Remix.run Logo
sailfast 2 days ago

This all works if you assume that any action the government takes must be “lawful”. The assumption here is that the Pentagon is obeying the law and any unlawful use would go through normal reporting / violation channels - same as any illegal order or violation or whistleblower report.

The Pentagon does not want Google or anyone else deciding what they can and cannot use their AI for. They’re saying we won’t break the law, and that should be enough for you - pinky swear!

And that seems to be enough for Google. Though I might request some auditing capability that is agentic to verify rather than take them at their word.

Next step: is Google FEDRAMP’d yet for this and for classified enclaves? Or do they also go through Palantir’s AI vehicle?

gwbas1c 2 days ago | parent [-]

I look at this as a case of "pick your battles."

In war, the civilians can't audit every move of the military. (It's impractical, both for reacting timely, and for keeping secrets from the enemy.)

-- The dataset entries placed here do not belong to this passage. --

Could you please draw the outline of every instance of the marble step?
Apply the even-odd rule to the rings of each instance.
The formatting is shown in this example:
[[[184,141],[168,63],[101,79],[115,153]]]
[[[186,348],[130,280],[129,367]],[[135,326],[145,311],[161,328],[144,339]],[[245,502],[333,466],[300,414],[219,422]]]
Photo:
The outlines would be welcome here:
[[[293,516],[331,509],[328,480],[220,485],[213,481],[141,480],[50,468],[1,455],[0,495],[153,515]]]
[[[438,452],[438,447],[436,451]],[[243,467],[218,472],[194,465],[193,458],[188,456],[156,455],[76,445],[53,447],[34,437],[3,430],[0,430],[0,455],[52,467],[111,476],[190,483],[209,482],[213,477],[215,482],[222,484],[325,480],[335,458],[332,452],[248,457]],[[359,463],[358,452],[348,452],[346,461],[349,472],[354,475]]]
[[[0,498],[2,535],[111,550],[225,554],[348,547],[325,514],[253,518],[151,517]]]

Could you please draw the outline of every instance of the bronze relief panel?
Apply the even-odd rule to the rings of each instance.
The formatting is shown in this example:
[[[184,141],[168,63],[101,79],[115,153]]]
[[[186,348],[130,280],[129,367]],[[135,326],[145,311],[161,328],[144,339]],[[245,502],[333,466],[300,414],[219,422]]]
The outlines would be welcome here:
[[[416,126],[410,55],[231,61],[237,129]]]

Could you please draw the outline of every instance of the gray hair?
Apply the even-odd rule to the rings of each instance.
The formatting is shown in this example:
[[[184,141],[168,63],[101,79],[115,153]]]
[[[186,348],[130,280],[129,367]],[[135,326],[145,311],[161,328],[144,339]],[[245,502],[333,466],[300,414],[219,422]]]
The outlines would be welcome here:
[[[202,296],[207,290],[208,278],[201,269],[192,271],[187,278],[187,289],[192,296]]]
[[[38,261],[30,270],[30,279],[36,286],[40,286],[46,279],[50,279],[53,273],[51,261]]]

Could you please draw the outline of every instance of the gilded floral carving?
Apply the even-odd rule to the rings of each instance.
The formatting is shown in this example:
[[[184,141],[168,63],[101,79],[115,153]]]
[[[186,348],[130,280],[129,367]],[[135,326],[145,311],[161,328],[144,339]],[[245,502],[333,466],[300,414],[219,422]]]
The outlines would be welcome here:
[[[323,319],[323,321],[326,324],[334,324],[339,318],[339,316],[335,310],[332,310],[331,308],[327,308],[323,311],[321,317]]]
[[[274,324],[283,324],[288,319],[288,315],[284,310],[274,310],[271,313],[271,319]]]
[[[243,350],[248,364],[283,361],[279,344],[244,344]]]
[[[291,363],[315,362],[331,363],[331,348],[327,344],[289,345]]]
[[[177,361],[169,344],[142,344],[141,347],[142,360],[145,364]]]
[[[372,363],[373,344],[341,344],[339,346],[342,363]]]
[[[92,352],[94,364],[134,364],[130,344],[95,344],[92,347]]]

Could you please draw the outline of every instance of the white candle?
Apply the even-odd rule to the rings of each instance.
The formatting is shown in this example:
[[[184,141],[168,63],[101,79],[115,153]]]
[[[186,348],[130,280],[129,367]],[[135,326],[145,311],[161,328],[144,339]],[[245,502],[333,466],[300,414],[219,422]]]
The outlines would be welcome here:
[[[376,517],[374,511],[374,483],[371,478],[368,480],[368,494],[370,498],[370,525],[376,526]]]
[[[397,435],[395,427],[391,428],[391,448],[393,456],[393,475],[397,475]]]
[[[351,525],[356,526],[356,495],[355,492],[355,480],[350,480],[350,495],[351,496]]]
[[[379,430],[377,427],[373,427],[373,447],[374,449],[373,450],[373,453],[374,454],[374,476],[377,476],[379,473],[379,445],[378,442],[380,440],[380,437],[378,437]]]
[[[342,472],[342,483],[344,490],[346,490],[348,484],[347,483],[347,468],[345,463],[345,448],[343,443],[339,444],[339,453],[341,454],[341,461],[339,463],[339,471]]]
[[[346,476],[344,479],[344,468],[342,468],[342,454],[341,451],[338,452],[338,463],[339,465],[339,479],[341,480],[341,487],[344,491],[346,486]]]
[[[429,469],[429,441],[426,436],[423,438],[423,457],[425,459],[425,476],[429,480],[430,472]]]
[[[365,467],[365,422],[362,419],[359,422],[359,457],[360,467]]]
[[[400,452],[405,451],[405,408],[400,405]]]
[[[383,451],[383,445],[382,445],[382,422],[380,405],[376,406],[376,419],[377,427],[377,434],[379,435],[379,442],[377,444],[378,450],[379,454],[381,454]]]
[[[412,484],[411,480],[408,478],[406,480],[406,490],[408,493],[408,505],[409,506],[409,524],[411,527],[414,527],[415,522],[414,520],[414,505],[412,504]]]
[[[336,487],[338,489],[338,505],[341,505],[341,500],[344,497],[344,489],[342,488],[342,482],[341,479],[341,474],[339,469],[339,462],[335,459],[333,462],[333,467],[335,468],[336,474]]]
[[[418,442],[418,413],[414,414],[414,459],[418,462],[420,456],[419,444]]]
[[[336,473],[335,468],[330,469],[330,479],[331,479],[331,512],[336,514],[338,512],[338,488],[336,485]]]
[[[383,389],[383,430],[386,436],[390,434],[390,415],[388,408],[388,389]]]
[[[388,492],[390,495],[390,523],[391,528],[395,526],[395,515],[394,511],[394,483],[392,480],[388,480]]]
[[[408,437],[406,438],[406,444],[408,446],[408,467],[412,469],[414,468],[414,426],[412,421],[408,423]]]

If the military doesn't work with Google, they will work with someone else who might not put the same amount of pressure on the military about the practical limits on AI. Or, even worse, our enemy might use a significantly better AI that we do.

My hope is that "war" shifts to AI vs AI, machine vs machine. Calling people who work on AI for wartime purposes immoral is fundamentally immoral when AI in war replaces the need for human casulties.

mitthrowaway2 2 days ago | parent | next [-]

As a private contractor, you can sign a contract to deliver pizza or bandages to US soldiers, but also put into the contract that you won't deliver lethal weapons, if that's your own ethical stance. You don't need to audit every move of the military, just the stuff you're doing at their request.

And sure, maybe that just means the military decides to take their business elsewhere. But if you have confidence that your service is the best, then you sell based on that.

eks391 2 days ago | parent [-]

I think you and your parent have great arguments. Your pizza deliverer chose his battle, which was to only deliver pizza, not materiel, and is commendable. Your parent seems to want to delegate death from humans to AI, which seems to me like a simplification that won't turn out exactly like that, but the premise of deciding whether that is a battle to pick is valid. If you want to start blurring the lines between the analogy and literality, if you choose to pick every battle to fight, there's not enough human bandwidth to do it all, and delegation to AI could be helpful. That last sentence is more loose, so I won't defend it, but I couldn't help not making a tie between picking your battles and literal battles. Perhaps a form of dark humor there.

mitthrowaway2 2 days ago | parent [-]

The broader context of this is that Anthropic did put ethical restrictions into their contract. A bunch of AI employees industry-wide called for solidarity with Anthropic. But then OpenAI, and now Google, defected against this equilibrium and signed contracts agreeing to "any lawful use".

The GP was arguing that, first of all, it's not practically possible to put limitations on such a contract, because you can't audit everything the military does. But that argument is bunk, because not only do you not have to audit everything the military does (only what you as a contractor are asked to do), Anthropic also signed exactly such a contract, and the DoW did indeed run into those restrictions and got frustrated by it.

Their second argument, that if Google didn't agree then someone less scrupulous would take their place and exert less pushback, is also bunk. Google's pushback is as low as it gets; you can't sign a contract to do something illegal, so agreeing to any lawful use is the loosest possible contract that anybody can sign. And given that they defected in this prisoner's dilemma, they are already the less scrupulous party doing the work that Anthropic would not.

ajam1507 2 days ago | parent | prev [-]

It shouldn't be the role of a company to hold their nose and work with the government, it should be the government's role to inspire confidence that what they are doing with the technology is ethical.

> Calling people who work on AI for wartime purposes immoral is fundamentally immoral when AI in war replaces the need for human casulties.

This is naive. It will only reduce casualties for the side with the AI, and will very likely embolden countries to fight more wars.